Closed jinxin-fu closed 2 years ago
Maybe I should use , change "request-metrics-backend-destination" to "metrics.request-metrics-backend-destination"
kubectl patch -n knative-serving cm config-observability --type merge --patch '{"data":{"metrics.backend-destination":"opencensus","metrics.request-metrics-backend-destination":"opencensus","metrics.opencensus-address":"otel-collector.metrics:55678"}}'
to config the config-observability but still get nothing from the opentelemetry-collector
The queue-proxy prints logs as follow:
{"level":"info","ts":1629273188.5869856,"logger":"fallback","caller":"metrics/metrics_worker.go:76","msg":"Flushing the existing exporter before setting up the new exporter."}
{"level":"info","ts":1629273188.590455,"logger":"fallback","caller":"metrics/opencensus_exporter.go:56","msg":"Created OpenCensus exporter with config:","config":{}}
{"level":"info","ts":1629273188.5905085,"logger":"fallback","caller":"metrics/metrics_worker.go:91","msg":"Successfully updated the metrics exporter; old config: <nil>; new config &{knative.dev/internal/serving revision opencensus 60000000000 <nil> <nil> otel-collector.metrics:55678 false 0 false { false}}"}
/assign @evankanderson Hi , I am a software developer using Knative to construct a serverless-platform . I have installed Knative 1.23.0 successfully , now I need to use Prometheus or Thanos to monitor the whole system as well as the user-application(metrics from queue-proxy).
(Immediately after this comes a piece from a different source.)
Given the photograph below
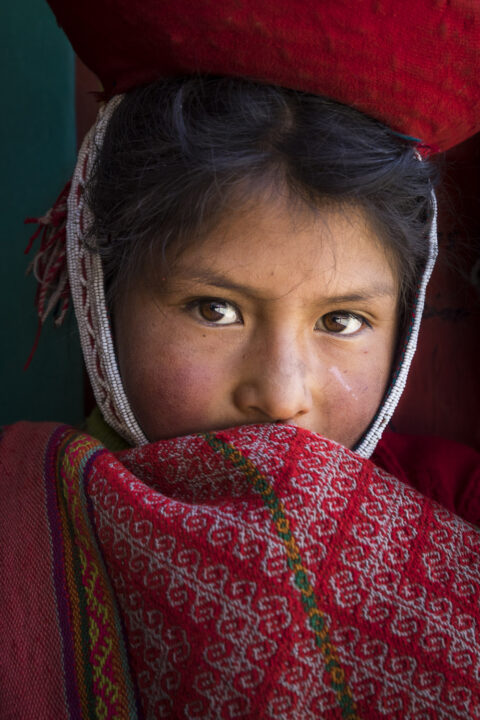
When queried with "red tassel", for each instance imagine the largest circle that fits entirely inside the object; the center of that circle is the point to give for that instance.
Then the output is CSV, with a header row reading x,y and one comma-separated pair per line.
x,y
50,265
I wonder if the key in the patch for config-observability should be "request-metrics-backend-destination" or "metrics.request-metrics-backend-destination". I use metrics.request-metrics-backend-destination to patch the configmap , and it works when l look up the env in queue-proxy pods. Another problem , I follow the guide of the official website , it looks easy to use opentelemetry-collector to collect the metrics from every component in Knative serving , Acctually as the steps provide online , I successfully deploy the otel but get nothings from the /metrics:8889. By the way , The cluster version is kubernetes 1.21.0.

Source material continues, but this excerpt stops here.